Even if you find those distinctions clear enough (and good on you if you do), it’s easy to imagine the difficulty associated with proving all this if there’s a dispute. The official who wants to delete a hostile comment on her Facebook page will have to ask herself whether she was speaking officially or personally. She’ll also have to ask if the subject was about an official matter whether it was it made in her personal capacity.
A judge or jury will want to know what the official’s job duties were and where the official was when he spoke and who the intended audience was. Did the Facebook account include just a few family photos and favorite Bible verses, or lots of them? The more personal the page, the more likely the posting was personal. Was the discussion mostly about sports and weather, or mostly about politics and legislation? If it was about politics and legislation, were those the sort of things that were part of the official’s job duties?

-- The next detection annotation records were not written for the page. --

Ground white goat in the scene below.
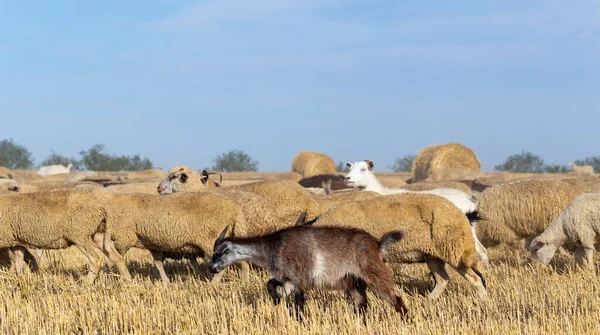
[345,160,488,262]
[38,163,73,177]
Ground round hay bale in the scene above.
[0,166,12,179]
[292,150,337,178]
[412,143,481,182]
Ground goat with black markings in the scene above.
[210,226,407,314]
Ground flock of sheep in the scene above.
[0,144,600,313]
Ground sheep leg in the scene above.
[360,260,407,315]
[240,262,250,280]
[10,247,25,275]
[456,266,487,300]
[150,250,169,283]
[575,247,594,269]
[426,258,450,299]
[267,278,283,305]
[101,232,131,280]
[75,241,102,284]
[189,256,202,276]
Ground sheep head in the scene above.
[344,160,375,188]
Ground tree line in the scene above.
[389,151,600,173]
[0,139,258,172]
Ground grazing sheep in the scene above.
[346,160,488,262]
[0,190,131,283]
[476,179,582,252]
[316,194,486,298]
[0,166,13,179]
[292,150,337,178]
[346,160,477,213]
[530,193,600,269]
[89,188,248,282]
[230,180,321,223]
[210,226,407,314]
[158,165,223,194]
[569,162,594,175]
[298,174,352,191]
[38,163,73,177]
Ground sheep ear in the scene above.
[294,212,306,226]
[179,173,188,184]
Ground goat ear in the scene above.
[217,225,229,241]
[294,212,306,226]
[179,173,188,184]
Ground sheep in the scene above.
[0,166,13,179]
[210,226,407,315]
[157,165,223,194]
[230,180,321,223]
[530,193,600,269]
[0,190,131,284]
[569,162,594,175]
[346,160,488,263]
[158,165,321,226]
[475,179,582,254]
[315,193,486,299]
[298,174,352,191]
[292,150,337,178]
[89,188,249,282]
[37,163,73,177]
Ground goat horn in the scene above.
[202,170,223,185]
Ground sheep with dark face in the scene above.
[157,165,223,194]
[210,226,406,313]
[346,160,488,263]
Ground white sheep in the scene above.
[346,160,488,262]
[38,163,73,177]
[530,193,600,268]
[569,162,594,175]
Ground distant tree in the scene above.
[79,144,154,171]
[388,155,415,172]
[40,150,81,170]
[494,151,544,173]
[212,150,258,172]
[0,138,33,169]
[544,164,570,173]
[572,156,600,173]
[335,162,350,172]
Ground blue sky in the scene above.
[0,0,600,171]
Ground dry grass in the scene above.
[0,245,600,334]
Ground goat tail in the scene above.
[465,209,486,226]
[379,230,404,251]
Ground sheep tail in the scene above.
[465,209,485,227]
[379,230,404,251]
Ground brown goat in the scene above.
[210,226,407,314]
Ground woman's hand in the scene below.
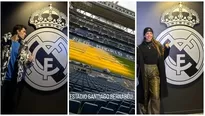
[28,54,33,62]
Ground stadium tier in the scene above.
[69,2,135,114]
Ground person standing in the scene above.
[137,27,170,114]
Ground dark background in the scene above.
[136,2,204,113]
[1,2,67,114]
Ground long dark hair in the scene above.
[143,37,164,56]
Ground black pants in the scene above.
[1,80,24,114]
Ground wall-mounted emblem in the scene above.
[25,5,68,91]
[157,3,204,85]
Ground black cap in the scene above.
[144,27,153,35]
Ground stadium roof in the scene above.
[72,2,135,30]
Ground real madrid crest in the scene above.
[157,3,204,85]
[25,5,67,91]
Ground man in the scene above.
[1,25,33,113]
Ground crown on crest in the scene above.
[161,2,199,27]
[30,4,67,30]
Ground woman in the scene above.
[137,27,170,114]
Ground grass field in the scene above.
[69,40,135,79]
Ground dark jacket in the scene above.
[137,42,170,103]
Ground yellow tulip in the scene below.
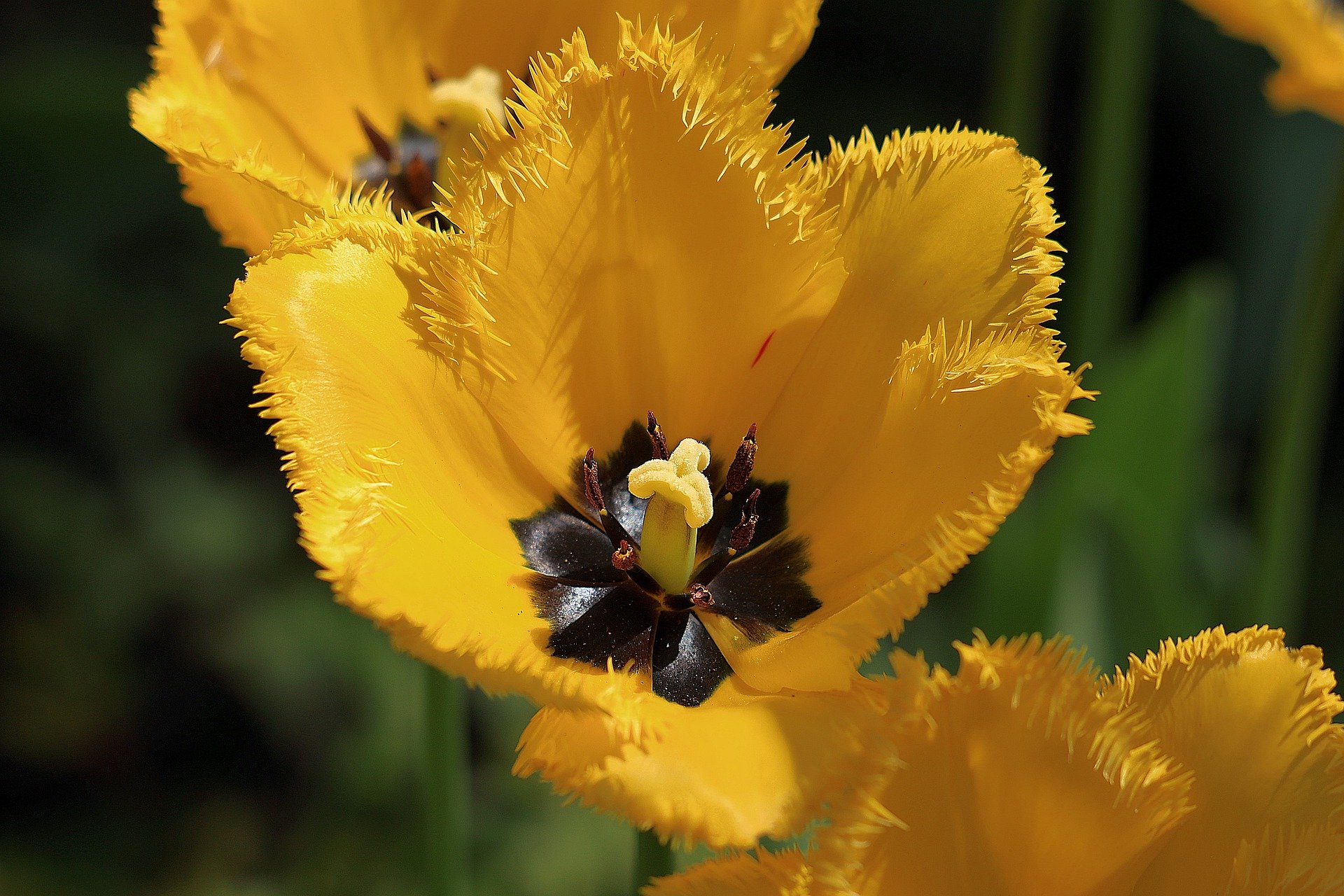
[1186,0,1344,122]
[230,24,1087,845]
[648,629,1344,896]
[130,0,821,254]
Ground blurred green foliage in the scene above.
[0,0,1344,896]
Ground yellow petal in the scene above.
[715,124,1087,689]
[734,328,1087,689]
[1188,0,1344,124]
[641,849,812,896]
[132,0,428,253]
[1110,627,1344,896]
[405,0,821,83]
[447,27,841,505]
[813,636,1189,896]
[513,678,879,848]
[1226,827,1344,896]
[809,129,1063,344]
[230,206,645,705]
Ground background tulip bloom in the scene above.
[1188,0,1344,122]
[130,0,820,254]
[230,27,1086,845]
[650,629,1344,896]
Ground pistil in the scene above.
[628,440,714,594]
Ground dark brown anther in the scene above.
[355,108,396,165]
[583,449,606,516]
[402,156,434,208]
[729,489,761,552]
[648,411,672,461]
[723,423,755,498]
[612,539,637,573]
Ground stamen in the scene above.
[402,155,434,208]
[355,108,396,165]
[583,449,606,516]
[723,423,757,501]
[648,411,669,461]
[729,489,761,554]
[612,539,638,573]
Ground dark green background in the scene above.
[0,0,1344,896]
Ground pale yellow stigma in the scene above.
[628,440,714,594]
[629,440,714,529]
[430,66,504,187]
[430,66,504,124]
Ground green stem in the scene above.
[425,666,472,896]
[1243,146,1344,630]
[988,0,1059,155]
[1063,0,1157,360]
[634,830,676,893]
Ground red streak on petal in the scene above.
[751,330,774,367]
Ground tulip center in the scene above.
[511,414,821,706]
[354,66,504,214]
[628,440,714,594]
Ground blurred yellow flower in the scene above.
[130,0,821,254]
[650,629,1344,896]
[230,24,1087,845]
[1186,0,1344,124]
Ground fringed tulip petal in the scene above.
[412,0,821,83]
[1188,0,1344,124]
[641,849,812,896]
[513,678,881,848]
[445,22,843,494]
[230,207,650,705]
[817,637,1189,896]
[1110,627,1344,896]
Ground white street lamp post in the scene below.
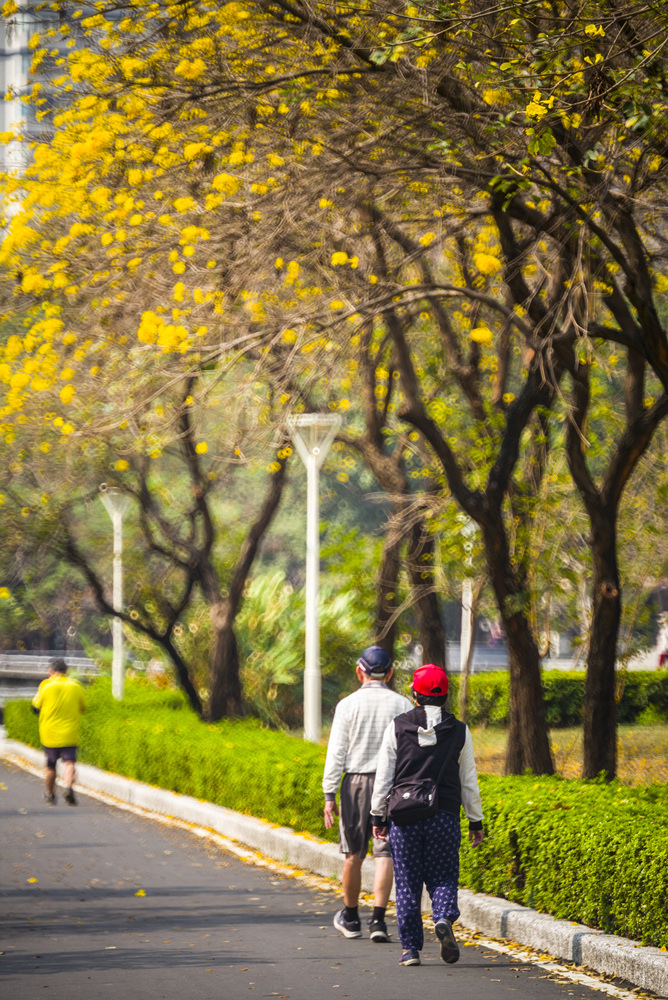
[288,413,341,743]
[458,514,476,675]
[100,483,130,700]
[459,576,473,674]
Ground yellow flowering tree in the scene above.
[0,0,668,773]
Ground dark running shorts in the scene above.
[44,747,77,771]
[339,774,392,858]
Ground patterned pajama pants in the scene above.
[390,812,461,951]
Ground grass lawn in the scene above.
[471,723,668,785]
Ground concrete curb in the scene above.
[0,739,668,997]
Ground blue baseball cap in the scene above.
[357,646,392,677]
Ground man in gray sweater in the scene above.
[322,646,412,943]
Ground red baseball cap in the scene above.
[412,663,448,697]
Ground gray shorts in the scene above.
[339,774,392,858]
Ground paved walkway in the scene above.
[0,741,668,1000]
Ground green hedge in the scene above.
[5,679,336,840]
[461,775,668,947]
[5,677,668,947]
[450,670,668,728]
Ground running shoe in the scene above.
[334,910,362,937]
[434,917,459,965]
[369,920,390,944]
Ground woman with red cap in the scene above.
[371,663,483,965]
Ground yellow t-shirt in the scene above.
[32,674,86,747]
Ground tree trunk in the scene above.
[408,518,447,670]
[200,442,289,722]
[207,599,244,722]
[582,508,622,781]
[374,505,403,656]
[482,511,554,774]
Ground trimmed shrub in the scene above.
[450,670,668,729]
[461,775,668,947]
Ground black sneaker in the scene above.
[369,920,390,944]
[434,917,459,965]
[334,910,362,937]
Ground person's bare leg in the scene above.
[63,760,74,788]
[373,858,394,909]
[343,854,362,906]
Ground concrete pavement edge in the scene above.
[0,739,668,997]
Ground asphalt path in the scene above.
[0,762,628,1000]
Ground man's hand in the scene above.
[325,800,339,830]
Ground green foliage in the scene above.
[5,675,668,947]
[450,670,668,728]
[5,679,336,840]
[237,573,368,728]
[461,775,668,947]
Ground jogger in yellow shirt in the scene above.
[32,660,86,806]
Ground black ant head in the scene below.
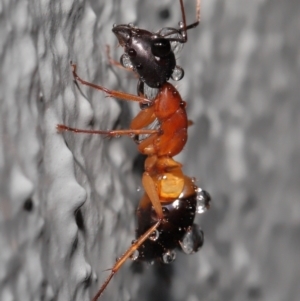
[112,24,183,88]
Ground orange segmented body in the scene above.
[57,0,211,301]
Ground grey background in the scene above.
[0,0,300,301]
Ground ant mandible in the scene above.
[57,0,210,301]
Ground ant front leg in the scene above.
[56,124,159,137]
[71,63,152,104]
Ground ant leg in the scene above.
[71,63,152,103]
[92,219,162,301]
[56,124,159,137]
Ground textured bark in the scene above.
[0,0,300,301]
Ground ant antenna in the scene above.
[164,0,201,43]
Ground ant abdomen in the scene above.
[136,194,197,263]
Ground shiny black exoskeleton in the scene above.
[113,25,176,88]
[112,24,185,88]
[136,190,210,263]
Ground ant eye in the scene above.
[151,38,171,57]
[128,48,136,57]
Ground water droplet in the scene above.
[171,66,184,81]
[120,53,133,69]
[149,229,159,241]
[130,250,139,260]
[196,188,211,214]
[162,250,176,264]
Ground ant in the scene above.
[57,0,211,301]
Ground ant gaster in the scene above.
[57,0,210,301]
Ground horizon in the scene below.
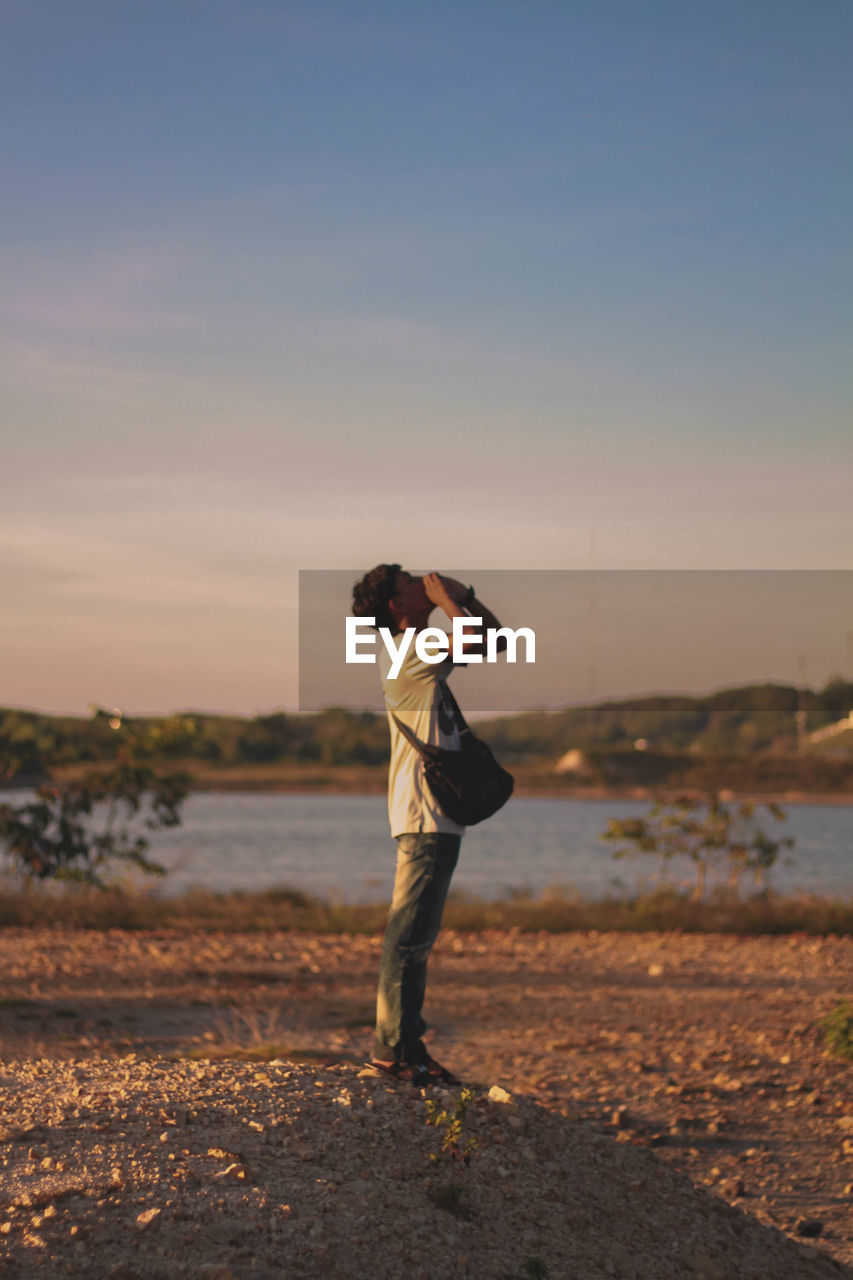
[0,673,853,721]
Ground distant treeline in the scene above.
[0,678,853,782]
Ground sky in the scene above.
[0,0,853,714]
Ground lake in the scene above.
[58,792,853,902]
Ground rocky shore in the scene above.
[0,929,853,1280]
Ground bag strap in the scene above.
[442,680,471,737]
[391,680,473,760]
[391,712,435,760]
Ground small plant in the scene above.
[0,709,189,888]
[602,792,794,902]
[427,1089,478,1222]
[820,1000,853,1062]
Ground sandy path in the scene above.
[0,929,853,1263]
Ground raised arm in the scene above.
[424,573,506,655]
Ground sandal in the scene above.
[366,1059,438,1088]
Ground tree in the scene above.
[602,792,794,901]
[0,709,189,887]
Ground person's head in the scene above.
[352,564,433,631]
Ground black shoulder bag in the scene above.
[392,685,515,827]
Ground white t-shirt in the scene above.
[379,645,465,838]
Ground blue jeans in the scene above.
[373,831,462,1062]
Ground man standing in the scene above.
[352,564,505,1085]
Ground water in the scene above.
[6,794,853,902]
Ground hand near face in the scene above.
[423,573,467,605]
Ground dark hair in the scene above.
[352,564,400,631]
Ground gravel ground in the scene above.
[0,929,853,1280]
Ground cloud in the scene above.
[0,250,201,342]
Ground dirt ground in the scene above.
[0,929,853,1265]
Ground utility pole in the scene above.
[794,654,808,751]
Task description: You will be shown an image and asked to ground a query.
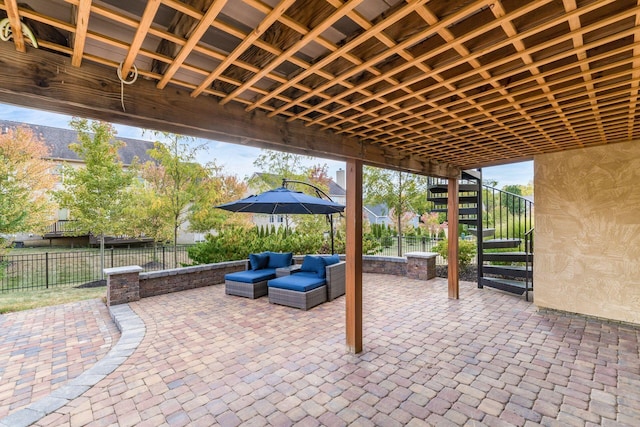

Even if they were, did the postings advance those job duties?
Oh, boy.
The Court’s opinion made clear what we should expect from these cases. Because many officials have broad duties, it won’t be easy to “to discern a boundary between their public and private lives. Yet these officials too have the right to speak about public affairs in their personal capacities.”
And don’t get started about blocking someone from a social media account altogether instead of just deleting some of their posts or comments. “Blocking … is a different story. Because blocking operate[s] on a page-wide basis, a court would have to consider whether [an official] had engaged in state action with respect to any post on which [the blocked person] wished to comment. … A public official who fails to keep personal posts in a clearly designated personal account therefore exposes himself to greater potential liability.”
This last bit of instruction might be summed up with the traditional admonition not to play where you work.
The Court’s opinion today set some guardrails around what kinds of posts amount to government action. When those posts do involve government action, the First Amendment limits officials’ use of “delete” and “block” to curate and control social media. But discerning the dividing line between personal and official posts will be hard as ever. As always, be careful out there.